Batsford Arboretum is a  arboretum and botanical garden near Batsford in Gloucestershire, England, about 1½ miles north-west of Moreton-in-Marsh. It is owned and run by the Batsford Foundation, a registered charity, and is open to the public daily throughout most of the year.

The arboretum sits on the Cotswold scarp and contains around 2,900 trees, with a large collection of Japanese maples, magnolias and pines.

History
The estate of Batsford Park was inherited in 1886 by Algernon Freeman-Mitford, 1st Baron Redesdale. He had travelled widely in Asia and developed the garden as a "wild" landscape with natural plantings inspired by Chinese and Japanese practice.

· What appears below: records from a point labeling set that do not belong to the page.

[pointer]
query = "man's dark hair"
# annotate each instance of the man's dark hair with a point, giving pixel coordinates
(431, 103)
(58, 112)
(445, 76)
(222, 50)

He died in 1916 and was succeeded by David Freeman-Mitford, 2nd Baron Redesdale, who was father of the famous Mitford sisters. They lived at Batsford during World War I, and Nancy Mitford based the early part of her novel Love in a Cold Climate on their time at Batsford. In 1919 the estate was sold to cover death duties to Gilbert Wills, 1st Baron Dulverton, an heir to the W.D. & H.O. Wills tobacco fortune. His wife Victoria further developed the garden and specimen tree plantings.

After neglect during World War II the arboretum was revived by (Frederick) Anthony Hamilton Wills, 2nd Baron Dulverton (1915–1992), who succeeded in 1956. He consolidated and expanded the collections and brought Batsford into international repute. To ensure the survival of the arboretum he donated Batsford Park to a charitable trust in 1984.

Apart from the arboretum, the remainder of the  historic Batsford Estate is privately owned by (Gilbert) Michael Hamilton Wills, 3rd Baron Dulverton (born 1944).

Development of the Arboretum
 
Algernon Bertram Freeman-Mitford began development of the Arboretum soon after he inherited the Batsford estate in 1886. The design was based on observations of gardens he had seen in China and Japan. He made major landscape changes to the existing area. A newspaper article of the time described some of these in detail as follows.
 
"The first process was to hew a wide glace through the wood leaving here a lofty fir, there a group of hollies, and preserving a dense belt of trees to form a sheltering circumference. Next, a deep ravine was boldly gouged for half a mile or so, and by cunning engineering enough water was collected to send a small rill down it. Still, there were no rocks – not even a stone; and a rabine with earthen sides differs no whit from a railway cutting. These had all to be brought from a distance. Huge blocks from oolite limestone – many thousands of tons of them, some of them weighing each as much as seven tons were carted from a quarry about a mile off, and all these great slabs and blocks from one end of the glen to the other were laid so as to conform to the dip of the native beds so as to give the impression of a rocky gorge which to puny streamlet has prevailed to cut out in the course of ages. Of course cement had to be used but it has been used so cunningly as to deceive the very elect. Even the bed of the stream had to be laid in cement or the water would have soaked away out of sight."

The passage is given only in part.